This gorgeous patterned scarf has been dyed with two botanical dyes, madder and logwood. The beautiful soft peachy orange and purple patterning have been created using a hand stitched shibori technique.

Madder - rubia tinctorum - one of the oldest and most beautiful of natural dyes, is a dye plant I have been able to grow in my garden here in the Kootenays. It takes 3 to 5 years to yield a gorgeous red, and is one of the world's oldest, most sustainable and beautiful of natural dyes. Logwood - Haematoxylum campechianum - is extracted from the heartwood of the logwood tree and yields a strong purple dye.

The lovely woodgrain patterns on each end have been created using rows of stitching which were each pulled up tight before dyeing. When the stitching is released after dyeing, a beautiful pattern remains. You can tell when a shibori pattern has been created by hand (instead of printing) by the tiny pinpricks left by the needle when you hold it up to the light, and this is what adds to the beauty of this silk scarf.

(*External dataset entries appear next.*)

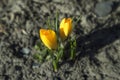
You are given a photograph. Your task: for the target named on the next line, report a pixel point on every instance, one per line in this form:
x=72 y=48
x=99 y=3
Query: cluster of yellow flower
x=49 y=37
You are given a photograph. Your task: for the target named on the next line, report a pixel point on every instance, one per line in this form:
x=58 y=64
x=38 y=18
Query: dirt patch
x=98 y=43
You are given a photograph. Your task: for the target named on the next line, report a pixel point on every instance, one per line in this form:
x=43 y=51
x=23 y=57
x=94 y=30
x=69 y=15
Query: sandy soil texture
x=98 y=42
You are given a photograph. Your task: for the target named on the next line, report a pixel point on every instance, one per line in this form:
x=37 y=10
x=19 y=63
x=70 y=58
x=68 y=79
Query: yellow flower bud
x=49 y=38
x=65 y=28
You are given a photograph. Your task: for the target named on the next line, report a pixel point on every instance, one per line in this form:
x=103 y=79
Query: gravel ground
x=98 y=43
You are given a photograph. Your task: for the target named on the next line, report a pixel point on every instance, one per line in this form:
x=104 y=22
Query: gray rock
x=103 y=8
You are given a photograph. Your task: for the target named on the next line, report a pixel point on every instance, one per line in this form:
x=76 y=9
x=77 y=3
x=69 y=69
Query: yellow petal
x=65 y=28
x=49 y=38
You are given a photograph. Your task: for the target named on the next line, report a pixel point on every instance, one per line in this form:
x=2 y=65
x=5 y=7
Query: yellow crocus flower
x=65 y=28
x=49 y=38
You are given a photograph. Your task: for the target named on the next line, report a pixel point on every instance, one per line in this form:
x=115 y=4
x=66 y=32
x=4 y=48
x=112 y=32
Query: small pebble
x=103 y=8
x=25 y=51
x=56 y=78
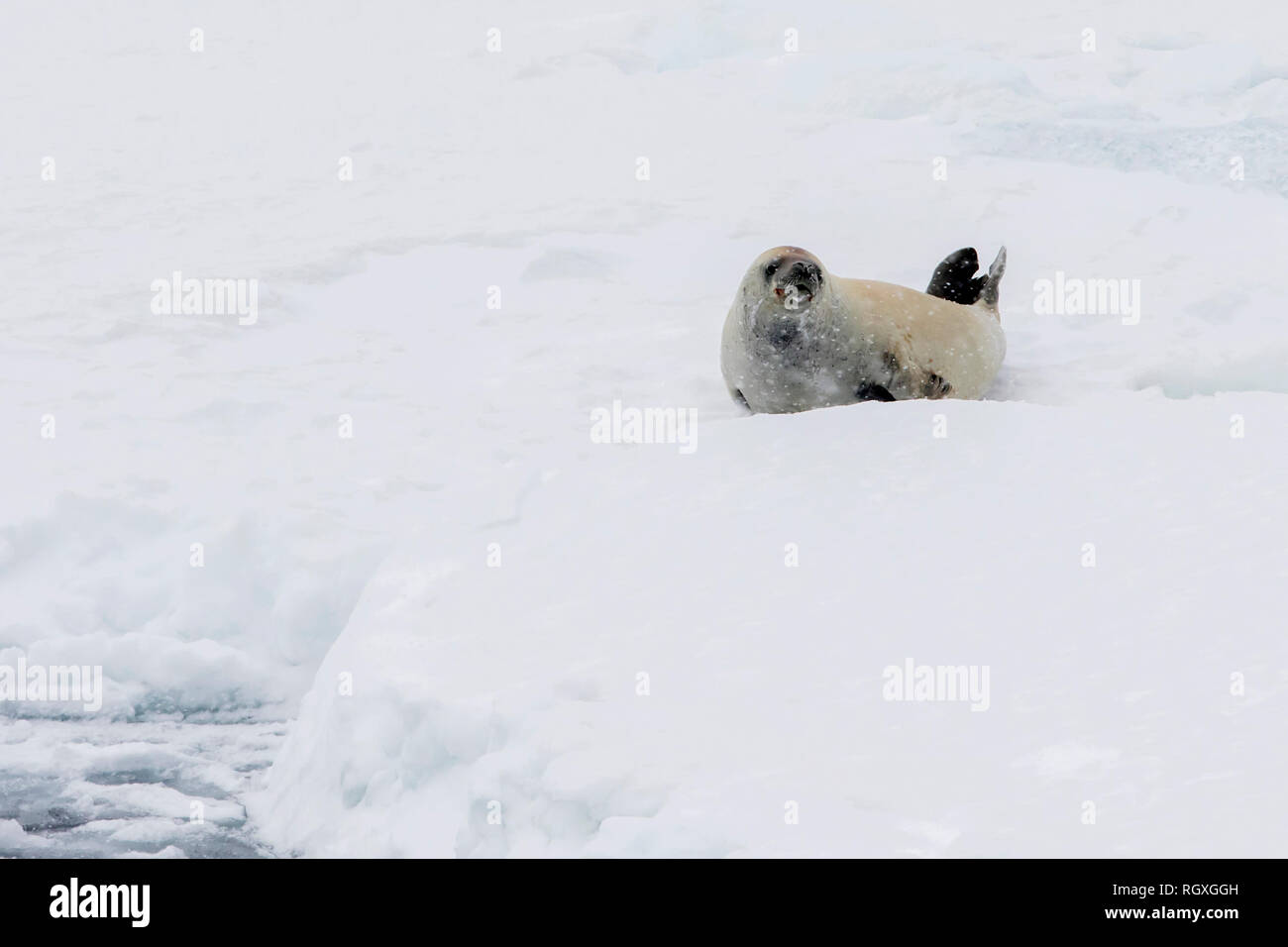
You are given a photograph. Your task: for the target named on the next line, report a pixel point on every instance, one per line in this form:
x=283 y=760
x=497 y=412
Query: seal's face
x=791 y=275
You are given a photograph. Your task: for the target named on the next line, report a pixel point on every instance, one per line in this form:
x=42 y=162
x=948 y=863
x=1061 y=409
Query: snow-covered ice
x=349 y=595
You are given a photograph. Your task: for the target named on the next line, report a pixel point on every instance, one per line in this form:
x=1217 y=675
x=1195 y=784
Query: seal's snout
x=798 y=282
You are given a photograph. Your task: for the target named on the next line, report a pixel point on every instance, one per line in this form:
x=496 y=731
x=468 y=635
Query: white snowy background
x=514 y=689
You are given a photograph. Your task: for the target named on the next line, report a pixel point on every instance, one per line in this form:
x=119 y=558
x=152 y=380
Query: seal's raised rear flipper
x=988 y=295
x=954 y=278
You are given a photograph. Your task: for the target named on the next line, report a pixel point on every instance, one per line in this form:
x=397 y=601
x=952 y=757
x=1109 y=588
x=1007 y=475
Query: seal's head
x=790 y=275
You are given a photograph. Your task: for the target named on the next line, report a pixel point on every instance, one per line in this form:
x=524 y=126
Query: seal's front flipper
x=954 y=278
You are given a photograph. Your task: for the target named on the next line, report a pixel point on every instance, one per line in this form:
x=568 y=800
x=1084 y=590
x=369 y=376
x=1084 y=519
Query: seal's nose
x=804 y=275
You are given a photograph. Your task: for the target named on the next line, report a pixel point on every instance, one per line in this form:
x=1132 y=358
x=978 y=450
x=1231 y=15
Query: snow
x=516 y=684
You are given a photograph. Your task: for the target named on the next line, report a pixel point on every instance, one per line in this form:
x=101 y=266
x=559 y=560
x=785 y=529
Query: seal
x=798 y=338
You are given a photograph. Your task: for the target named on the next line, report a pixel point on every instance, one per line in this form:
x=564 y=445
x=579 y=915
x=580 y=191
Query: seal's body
x=799 y=338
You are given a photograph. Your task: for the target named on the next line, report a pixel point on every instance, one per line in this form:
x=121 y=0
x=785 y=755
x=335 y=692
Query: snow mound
x=645 y=672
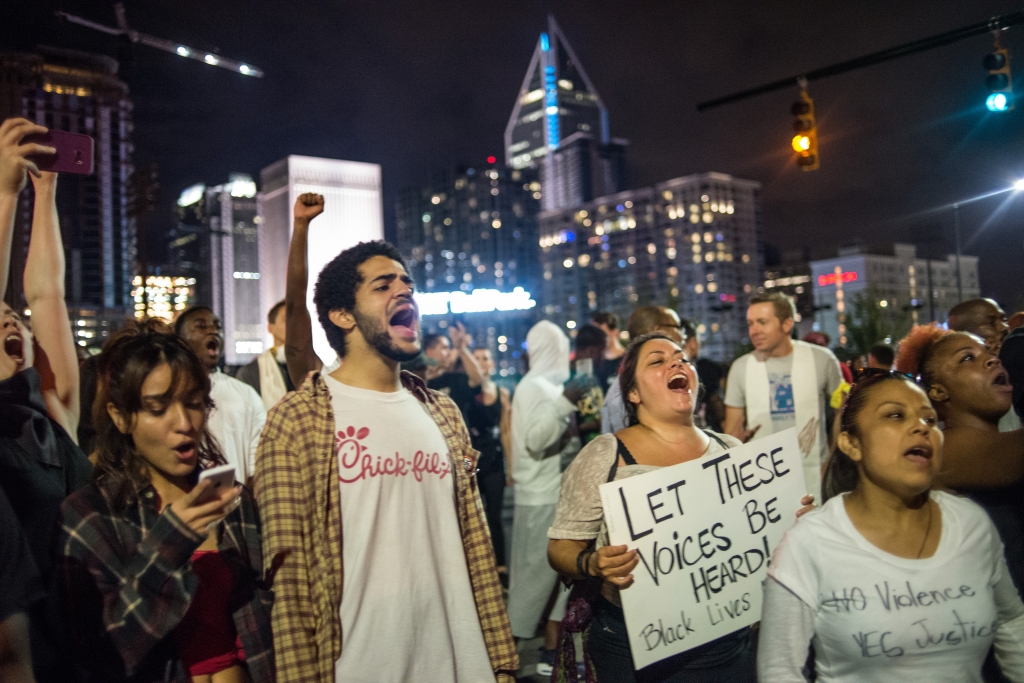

This is a large but very lightweight silk scarf with a medium but soft drape. It can be worn looped, knotted, draped, hooded or as a light shawl. This particular scarf is beautiful worn wide around the waist with a skirt or pants and will transform the simplest of outfits into something stunningly unique.


Measurements: 82 inches long by 22 inches wide

Shibori pattern covers 18 inches on each end of the scarf.

Fibre content: 100% light to medium weight silk habotai.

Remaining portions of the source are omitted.